Canucks5551 11-20-2012 04:32 PM

Quote:

Originally Posted by GrigsAndGirgs (Post 55909235)
Vaccines. :sarcasm:

Damn, beat me to it :laugh:

Concordski 11-29-2012 05:24 PM

I know that my Asperger's doesn't make me more qualified on this point, but I'm very skeptical that HFCS causes autism. It may trick the body about what is being consumed, but I don't think it would cause symptoms of Spectrum Disorder. I'd like to know what scientists she's interviewing as well, because that honestly sounds even more absurd than the vaccine stuff.

As for awareness and acceptance, for every Daryl Hannah, there's a Jim Parsons, who, as another aspie told me, is "the Al Jolson of Autism." I also found the Temple Grandin movie exploitative, but that might be just me.

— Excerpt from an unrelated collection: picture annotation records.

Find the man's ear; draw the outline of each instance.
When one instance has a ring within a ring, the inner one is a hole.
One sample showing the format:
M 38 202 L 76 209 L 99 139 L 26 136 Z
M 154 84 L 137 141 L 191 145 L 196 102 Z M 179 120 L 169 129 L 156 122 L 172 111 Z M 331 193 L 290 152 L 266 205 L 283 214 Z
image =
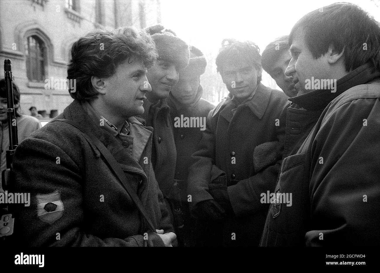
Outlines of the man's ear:
M 339 52 L 337 50 L 335 50 L 332 45 L 330 45 L 329 47 L 329 51 L 327 53 L 327 62 L 330 65 L 335 63 L 340 58 L 344 53 L 344 47 L 342 50 L 341 52 Z
M 106 93 L 106 85 L 103 78 L 96 76 L 91 76 L 91 83 L 92 87 L 99 94 L 105 95 Z

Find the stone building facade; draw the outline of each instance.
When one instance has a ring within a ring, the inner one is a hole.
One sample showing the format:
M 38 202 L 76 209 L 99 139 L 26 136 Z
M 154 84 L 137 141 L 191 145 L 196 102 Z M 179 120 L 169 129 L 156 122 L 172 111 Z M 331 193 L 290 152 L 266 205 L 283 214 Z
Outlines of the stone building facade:
M 72 101 L 62 85 L 45 87 L 48 79 L 65 80 L 75 41 L 95 28 L 161 22 L 160 0 L 2 0 L 0 14 L 0 60 L 12 60 L 21 112 L 35 106 L 47 117 Z

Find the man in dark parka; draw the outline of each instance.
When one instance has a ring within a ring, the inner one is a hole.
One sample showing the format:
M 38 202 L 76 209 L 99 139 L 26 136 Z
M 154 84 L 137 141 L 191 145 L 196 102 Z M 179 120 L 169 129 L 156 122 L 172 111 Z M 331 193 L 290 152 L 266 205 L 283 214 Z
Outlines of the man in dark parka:
M 194 221 L 191 218 L 187 201 L 188 169 L 191 164 L 191 156 L 206 128 L 206 119 L 214 106 L 201 98 L 203 89 L 200 76 L 204 72 L 207 62 L 203 54 L 196 47 L 190 47 L 190 60 L 186 69 L 179 73 L 178 82 L 170 92 L 168 104 L 170 107 L 171 122 L 173 125 L 174 140 L 177 150 L 177 163 L 174 179 L 178 184 L 182 203 L 184 227 L 183 243 L 193 246 Z M 198 123 L 180 124 L 181 120 L 199 119 Z M 189 127 L 199 125 L 198 127 Z M 180 236 L 177 234 L 177 238 Z
M 101 49 L 99 45 L 103 44 Z M 16 192 L 30 193 L 18 205 L 14 235 L 42 246 L 171 246 L 175 239 L 151 164 L 151 128 L 142 114 L 151 88 L 146 67 L 156 58 L 149 35 L 131 28 L 97 30 L 71 49 L 68 78 L 74 101 L 55 119 L 73 121 L 109 151 L 141 199 L 157 233 L 150 231 L 128 193 L 87 135 L 52 121 L 17 147 Z M 131 52 L 133 52 L 131 53 Z
M 292 194 L 292 204 L 271 205 L 261 245 L 378 246 L 378 23 L 355 5 L 336 3 L 300 19 L 289 44 L 285 74 L 298 93 L 290 99 L 276 193 Z M 304 123 L 310 115 L 314 124 Z M 310 133 L 294 141 L 300 127 Z
M 178 81 L 179 71 L 188 65 L 190 52 L 187 44 L 163 26 L 153 26 L 146 30 L 154 41 L 158 57 L 157 63 L 148 69 L 147 77 L 152 90 L 144 101 L 142 117 L 146 126 L 153 128 L 151 161 L 158 186 L 170 210 L 176 152 L 167 98 Z M 171 217 L 174 223 L 172 213 Z
M 274 188 L 287 96 L 260 83 L 259 50 L 225 40 L 217 58 L 230 93 L 208 115 L 188 177 L 204 245 L 257 246 L 261 237 L 269 204 L 260 196 Z

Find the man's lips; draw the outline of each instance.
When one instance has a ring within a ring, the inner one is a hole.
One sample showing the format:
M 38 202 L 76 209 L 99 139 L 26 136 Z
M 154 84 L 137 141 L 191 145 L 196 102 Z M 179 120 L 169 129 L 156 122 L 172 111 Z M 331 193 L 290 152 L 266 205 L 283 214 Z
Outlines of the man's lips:
M 242 86 L 241 87 L 235 87 L 235 89 L 242 89 L 243 88 L 245 88 L 246 87 L 247 87 L 246 86 Z
M 171 87 L 173 85 L 172 84 L 169 82 L 162 82 L 161 83 L 169 87 Z

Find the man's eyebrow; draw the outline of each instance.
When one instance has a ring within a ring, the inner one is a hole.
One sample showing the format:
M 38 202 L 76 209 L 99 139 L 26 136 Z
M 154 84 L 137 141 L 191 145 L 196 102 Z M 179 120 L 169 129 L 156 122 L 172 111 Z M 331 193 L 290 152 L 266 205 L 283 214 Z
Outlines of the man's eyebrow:
M 146 73 L 146 69 L 136 69 L 135 70 L 133 70 L 131 73 L 131 75 L 135 75 L 135 74 L 137 74 L 138 73 Z

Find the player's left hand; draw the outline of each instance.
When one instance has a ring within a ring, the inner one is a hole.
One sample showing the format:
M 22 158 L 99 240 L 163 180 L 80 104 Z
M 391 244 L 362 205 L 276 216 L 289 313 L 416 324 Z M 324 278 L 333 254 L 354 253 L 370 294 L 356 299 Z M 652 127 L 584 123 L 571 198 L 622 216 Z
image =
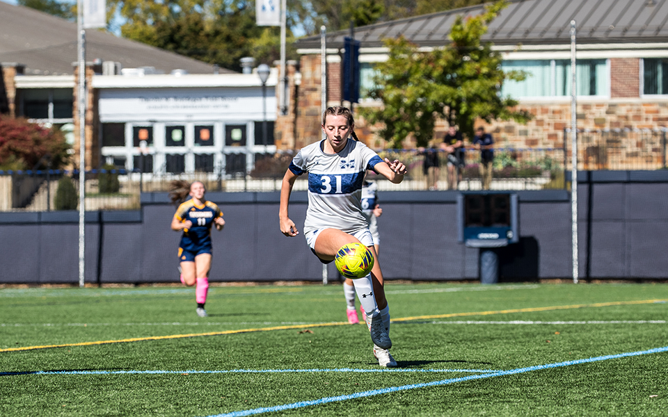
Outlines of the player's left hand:
M 390 161 L 388 158 L 385 158 L 385 162 L 390 165 L 390 169 L 397 175 L 404 176 L 406 175 L 408 172 L 408 169 L 406 167 L 406 165 L 401 163 L 401 162 L 398 159 Z

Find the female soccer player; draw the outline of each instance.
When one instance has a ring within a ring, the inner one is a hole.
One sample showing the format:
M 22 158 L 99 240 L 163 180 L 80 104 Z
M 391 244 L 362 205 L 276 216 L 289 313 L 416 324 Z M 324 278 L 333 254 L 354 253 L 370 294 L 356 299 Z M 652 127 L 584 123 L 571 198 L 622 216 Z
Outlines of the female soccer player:
M 204 184 L 196 181 L 172 181 L 169 197 L 179 208 L 172 219 L 172 230 L 182 231 L 179 243 L 179 268 L 181 282 L 195 287 L 196 312 L 207 317 L 204 304 L 209 291 L 209 270 L 211 269 L 211 227 L 222 230 L 225 226 L 223 212 L 215 204 L 207 202 Z M 184 202 L 187 196 L 191 198 Z
M 369 224 L 369 231 L 374 239 L 374 248 L 377 256 L 380 249 L 381 238 L 378 234 L 378 222 L 376 218 L 383 214 L 383 209 L 378 204 L 378 184 L 375 182 L 367 181 L 366 176 L 362 184 L 362 213 Z M 360 322 L 355 309 L 355 284 L 352 279 L 346 278 L 343 283 L 343 294 L 346 297 L 346 314 L 348 316 L 348 322 L 356 325 Z M 360 306 L 362 314 L 364 314 L 364 307 Z
M 374 342 L 374 355 L 381 366 L 396 366 L 388 350 L 390 308 L 383 290 L 383 274 L 362 213 L 360 196 L 367 170 L 372 170 L 391 182 L 399 183 L 406 173 L 397 160 L 383 161 L 373 150 L 357 140 L 352 113 L 345 107 L 325 111 L 322 130 L 326 139 L 306 146 L 292 159 L 283 177 L 278 218 L 280 231 L 296 236 L 299 231 L 288 216 L 292 186 L 298 176 L 308 174 L 308 208 L 304 222 L 304 236 L 311 250 L 320 261 L 334 260 L 339 249 L 348 243 L 367 246 L 376 261 L 372 272 L 354 280 L 355 291 L 365 309 L 367 325 Z

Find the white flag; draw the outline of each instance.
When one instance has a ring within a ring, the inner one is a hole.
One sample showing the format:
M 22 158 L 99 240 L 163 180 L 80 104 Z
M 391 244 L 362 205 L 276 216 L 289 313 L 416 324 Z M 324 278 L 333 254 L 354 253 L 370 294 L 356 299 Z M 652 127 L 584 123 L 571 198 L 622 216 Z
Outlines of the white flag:
M 255 0 L 257 26 L 280 26 L 280 0 Z
M 84 28 L 106 27 L 106 0 L 84 0 Z

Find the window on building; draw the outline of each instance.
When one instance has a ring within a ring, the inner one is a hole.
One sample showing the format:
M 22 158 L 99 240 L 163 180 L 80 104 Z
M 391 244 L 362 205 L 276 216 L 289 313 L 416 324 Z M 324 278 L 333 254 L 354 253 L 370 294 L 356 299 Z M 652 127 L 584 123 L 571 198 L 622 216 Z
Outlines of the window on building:
M 214 156 L 211 154 L 195 154 L 195 172 L 213 172 Z
M 379 71 L 374 63 L 360 63 L 360 99 L 370 99 L 371 90 L 377 87 L 374 81 Z
M 139 147 L 141 142 L 146 145 L 153 145 L 153 127 L 151 126 L 134 126 L 132 127 L 132 146 Z
M 246 125 L 228 124 L 225 126 L 225 146 L 246 146 Z
M 501 89 L 504 96 L 523 97 L 571 95 L 571 74 L 569 60 L 506 60 L 504 71 L 524 71 L 524 81 L 507 81 Z M 575 63 L 577 95 L 600 96 L 608 94 L 607 63 L 605 59 L 581 59 Z
M 668 94 L 668 58 L 642 60 L 642 94 Z
M 182 174 L 186 171 L 185 156 L 182 154 L 165 155 L 165 170 L 170 174 Z
M 195 146 L 214 146 L 214 126 L 195 126 Z
M 102 123 L 102 146 L 125 146 L 125 124 Z
M 228 154 L 225 156 L 225 172 L 228 174 L 246 172 L 246 154 Z
M 72 112 L 74 111 L 72 90 L 69 88 L 54 88 L 53 93 L 54 118 L 72 119 Z
M 71 88 L 21 90 L 23 114 L 29 119 L 72 119 Z
M 135 170 L 140 172 L 153 172 L 153 155 L 135 155 L 132 157 Z
M 255 145 L 273 145 L 273 122 L 267 122 L 267 143 L 264 142 L 262 122 L 255 122 Z
M 49 90 L 46 89 L 22 90 L 23 115 L 30 119 L 48 119 L 49 93 Z
M 125 158 L 122 156 L 107 156 L 105 162 L 116 167 L 117 170 L 125 169 Z
M 185 146 L 186 128 L 182 126 L 165 127 L 165 146 Z

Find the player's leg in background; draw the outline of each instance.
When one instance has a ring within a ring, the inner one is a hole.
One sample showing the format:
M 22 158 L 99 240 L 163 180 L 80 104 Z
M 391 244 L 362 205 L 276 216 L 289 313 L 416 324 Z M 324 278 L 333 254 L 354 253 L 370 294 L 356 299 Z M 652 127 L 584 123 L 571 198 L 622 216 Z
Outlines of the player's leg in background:
M 197 276 L 196 279 L 197 285 L 195 287 L 197 313 L 200 317 L 206 317 L 204 304 L 207 302 L 207 295 L 209 293 L 209 270 L 211 269 L 211 254 L 200 254 L 195 256 L 195 265 Z
M 355 284 L 350 278 L 346 278 L 343 281 L 343 294 L 346 297 L 346 315 L 348 316 L 348 322 L 356 325 L 360 322 L 355 309 Z
M 195 285 L 196 269 L 195 262 L 181 262 L 181 281 L 188 286 Z

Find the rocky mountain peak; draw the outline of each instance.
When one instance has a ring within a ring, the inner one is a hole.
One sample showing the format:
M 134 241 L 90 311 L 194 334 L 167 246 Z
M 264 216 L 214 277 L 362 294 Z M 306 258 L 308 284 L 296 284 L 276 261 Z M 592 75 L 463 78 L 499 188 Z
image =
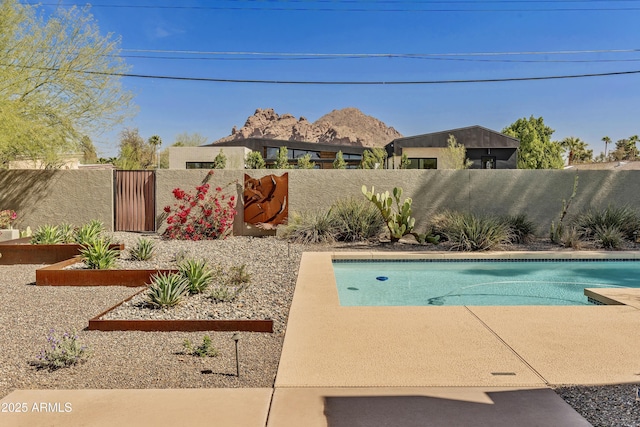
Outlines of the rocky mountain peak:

MrFunnyWobbl 12-03-2012 09:32 AM

I'm with your uncle.

Socks 12-27-2012 12:51 PM

I don't know if this will come out right, but I'm relieved at the increase in focus on Autism and other Autism Spectrum Disorders. My nephew was recently diagnosed and the amount of support and treatments that my sister has discovered is extraordinary. I can remember kids when I was younger that probably were on the spectrum but nobody knew it and they were lost and their parents didn't know how to help their child. In fact my sister was just telling me about a 15 year old who has just been diagnosed. My heart went out to his parents (and him, of course) because I see the difficulties my sister and bil are having even with all the help they have gotten; to have 15 years of no help and support outside of well-meaning and loving, but ultimately untrained family would be so hard.